At times, Arora has felt buckled by the weight of what he’s taken on.
“It has not been an easy journey; there have been days when we’ve had to survive with very little,” he says. “Now we get some financial help from my clients, but many times I’ve decided I should no longer do this; I can’t afford it.
“But then things happen that make me realize why I should continue.”
Once, one young girl, originally from Nepal, admitted she couldn’t see the blackboard at school, leading to her struggling in her studies. A cash-strapped Arora called around to family members to raise 2,000 rupees ($40) to buy her eyeglasses.
“It was at this point I decided I could no longer carry on, and that I would announce at the end of the day that it was all over,” he says. He was heading into the classroom that evening to announce his decision when the girl stopped him.
“She was wearing her glasses, smiling, and she told me that for the first time she could see me properly, and that I looked very handsome,” he says.
Arora decided to keep going.
Another of his charges is 11-year-old Firdose Malik, whom Arora proudly dubs his “magic, genius girl.” He battled to persuade her conservative Muslim father to allow her to go to school. It paid off: Firdose now attends one of New Delhi’s most prestigious schools under a special program for underprivileged students.
“He’s like a god to me,” says Firdose of Arora, shyly. She now aspires to be a lawyer or a doctor. “I want to help poor people because I know how they are suffering.”
“Kuku’s work is very important.
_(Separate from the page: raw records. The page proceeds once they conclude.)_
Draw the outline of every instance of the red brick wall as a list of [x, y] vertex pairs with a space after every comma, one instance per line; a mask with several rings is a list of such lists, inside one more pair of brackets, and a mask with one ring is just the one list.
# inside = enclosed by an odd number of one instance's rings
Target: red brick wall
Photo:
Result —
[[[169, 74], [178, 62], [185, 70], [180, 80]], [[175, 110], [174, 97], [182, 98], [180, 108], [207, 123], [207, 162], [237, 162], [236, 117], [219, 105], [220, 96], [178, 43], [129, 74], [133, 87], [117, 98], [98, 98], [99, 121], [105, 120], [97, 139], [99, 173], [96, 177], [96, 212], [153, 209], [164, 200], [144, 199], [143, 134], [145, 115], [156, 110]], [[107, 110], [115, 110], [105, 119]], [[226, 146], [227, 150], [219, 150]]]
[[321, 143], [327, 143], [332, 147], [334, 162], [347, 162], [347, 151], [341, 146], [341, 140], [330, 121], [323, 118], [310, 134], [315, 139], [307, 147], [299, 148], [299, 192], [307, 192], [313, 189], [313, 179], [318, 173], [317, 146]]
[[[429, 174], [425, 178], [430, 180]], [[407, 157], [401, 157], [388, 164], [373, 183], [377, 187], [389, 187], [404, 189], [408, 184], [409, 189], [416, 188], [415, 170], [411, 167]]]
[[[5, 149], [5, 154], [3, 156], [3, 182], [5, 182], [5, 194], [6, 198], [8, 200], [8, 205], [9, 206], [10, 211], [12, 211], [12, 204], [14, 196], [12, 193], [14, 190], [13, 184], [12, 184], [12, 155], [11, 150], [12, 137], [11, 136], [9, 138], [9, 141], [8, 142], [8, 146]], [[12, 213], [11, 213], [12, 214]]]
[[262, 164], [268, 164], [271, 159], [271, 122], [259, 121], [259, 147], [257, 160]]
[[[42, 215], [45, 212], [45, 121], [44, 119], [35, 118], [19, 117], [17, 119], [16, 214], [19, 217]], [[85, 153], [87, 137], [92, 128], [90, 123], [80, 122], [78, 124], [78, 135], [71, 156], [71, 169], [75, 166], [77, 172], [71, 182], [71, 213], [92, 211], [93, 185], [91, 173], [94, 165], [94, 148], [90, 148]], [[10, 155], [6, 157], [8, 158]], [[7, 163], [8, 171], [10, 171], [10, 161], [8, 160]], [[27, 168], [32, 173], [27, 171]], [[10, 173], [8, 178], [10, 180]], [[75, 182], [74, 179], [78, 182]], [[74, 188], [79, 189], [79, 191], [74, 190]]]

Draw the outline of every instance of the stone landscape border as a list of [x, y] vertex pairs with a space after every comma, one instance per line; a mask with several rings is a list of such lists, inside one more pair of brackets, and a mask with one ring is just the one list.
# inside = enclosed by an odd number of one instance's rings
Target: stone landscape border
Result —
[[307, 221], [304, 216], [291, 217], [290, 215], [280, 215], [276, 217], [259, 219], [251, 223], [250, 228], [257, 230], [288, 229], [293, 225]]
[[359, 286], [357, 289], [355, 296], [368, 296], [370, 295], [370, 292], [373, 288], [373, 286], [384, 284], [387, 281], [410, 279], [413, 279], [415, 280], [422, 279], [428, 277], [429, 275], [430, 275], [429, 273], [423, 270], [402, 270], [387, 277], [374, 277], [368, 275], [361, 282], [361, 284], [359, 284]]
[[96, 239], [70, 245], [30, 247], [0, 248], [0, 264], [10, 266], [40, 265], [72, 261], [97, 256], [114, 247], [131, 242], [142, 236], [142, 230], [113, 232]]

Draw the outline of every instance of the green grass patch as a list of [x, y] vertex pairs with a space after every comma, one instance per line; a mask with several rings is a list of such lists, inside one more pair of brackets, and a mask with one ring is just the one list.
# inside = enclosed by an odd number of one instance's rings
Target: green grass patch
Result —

His idea is to give the children a happy childhood,” says Julia Hillebrecht, a tailoring client-turned-volunteer. “The children love him because he takes care of each one and listens carefully to them. They know that he is giving them a great opportunity and [they] won’t waste it.”
Arora now is working toward incorporating as a nonprofit group, although he worries that the paperwork might swamp his time and take away from the grass-roots work he loves.
What keeps him going? “When I see one boy, Umar, giving a speech in fluent German to a crowd of Germans, or another boy who used to sell vegetables accepting an academic award, it’s their achievements that keeps me doing this,” he says.